運用財經文本情感分析於台灣電子類股價指數趨勢預測之研究

Autor: 劉羿廷
Předmět:
Druh dokumentu: Text
Popis: 電子工業為台灣最具競爭力之產業,使得電子類股在集中市場成交比重高達 69.49%,可見電子類股的波動足以對整個台股市場造成相當大的影響。而許多研究指出,網路上的文本訊息藉由社會網路的催化而快速傳遞,會對群眾情緒造成影響,進而影響股價波動,故對於投資者而言,如果能快速分析大量網路財經文本來推測投資大眾情緒進而預測股價走勢,即可提升獲利。然而,每天有近百篇的財經文本產生,傳統的人工抽樣分析方式效率不彰且過於耗力, 已不足以負荷此巨量資料。 過去文本情感分析的研究中已證實監督式學習方法可以透過簡單量化的方式達到良好的分類效果,但監督式學習方法所使用的訓練資料集須有事先定義好的已知類別,故其有無法預期未知類別的限制,造成無法判斷文本中可能存在的未知主題,所以本研究提出一套針對財經文本的混合監督式學習與非監督式學習之情感分析方法,透過非監督式學習將 2014 整年度的電子工業財經文本進行文本主題判別、情緒指數計算與情緒傾向標注。之後配合視覺化工具作趨勢線圖分析,找出具有領先指標特性之主題,接著再用監督式學習將其結合國際指標、總體經濟指標、台股指標、技術指標等,建立分類模型以預測台灣電子類股價指數走勢。 在實驗結果中,主題標注方面,本研究發現因文本數量遠大於議題詞數量造成 TFIDF 矩陣過於稀疏,使得 TFIDF-Kmeans 主題模型分類效果不佳;而文本具有多主題之特性造成 NPMI-Concor 分群之議題詞過於複雜不易歸納,然而LDA 主題模型基於所有主題被所有文章共享的特性,使得在字詞分群與主題分類準確度都優於 TFIDF-Kmeans 和 NPMI-Concor 主題模型,分類準確度高達 98%,故後續採用 LDA 主題模型進行主題標注。情緒傾向標注方面,證實本研 究擴充後的情感詞集比起 NTUSD 有更好的字詞極性判斷效果,計算出的情緒 指數之趨勢線也較投資人常用的 MACD 之趨勢線更符合電子類股價指數之趨 勢。此外,亦發現並非所有文本的情緒指數皆具有領先特性,僅企業營運主題與總體經濟主題之文本的情緒指數能提前反應電子類股價指數趨勢,故本研究用此二主題之文本的情緒指數來建立分類模型。 接著,本研究透過比較情緒指數結合技術指標之分類模型與單純技術指標分類模型的準確率發現,前者較後者高出 7%的準確率。進一步結合間接情緒指標的分類模型更有高達 71%準確率,故證實了情感分析確實能有效提升電子股價類股指數趨勢預測準確度,以提升投資人之投資報酬率。

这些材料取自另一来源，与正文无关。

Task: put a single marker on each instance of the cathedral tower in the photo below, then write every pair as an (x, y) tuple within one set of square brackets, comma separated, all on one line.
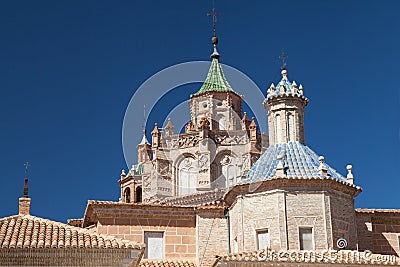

The electronic industry is the most competitive industry in Taiwan, and its large volume could have strong influence on the whole stock market. Many research show that text documents on the Internet have great effect on public emotion, and the public emotion could also affect the stock price. For investors, it is important to know how to analyze the potential emotion in text documents then use this information to predict the stock trend. However, the traditional way to analyze text documents by human resource cannot afford the large volume of financial text documents on the Internet. In past Sentimental Analysis research, supervised method is proven as a method could reach high accuracy, but there are limits about predicting the future trend. This research found a solution which mixed supervised and unsupervised methods to deal with these large financial text documents. First, we use unsupervised method to find out the topic of documents, and then calculate the sentimental index to judge the document’s emotional direction. After that we will produce trend line charts by visualization tools to find out which theme documents’ sentiment index are leading indicators. Furthermore, we use supervised method to integrate the sentimental index with other 24 indirect sentimental index to build the prediction model. According to the result, we found that LDA model’s performance is better than TFIDF-Kmeans model and NPMI-Concor mode because of document characteristic. Besides, sentimental dictionary I build has higher accuracy than NTUSD on judging word polarity. The trend of sentimental index and Taiwan electronic sub-index(TE) to each other is more similar than MACD line and TE to each other. We also discover that the sentiment index produced from documents about enterprise operation and macroeconomics are leading indicators, so we use these to build prediction model. Moreover, we found that the prediction model which include the sentiment index better than which only include the technical indicators. As mentioned above, the sentimental index could make the prediction of Taiwan electronic sub-index trend be more accurate and promote the return of investment.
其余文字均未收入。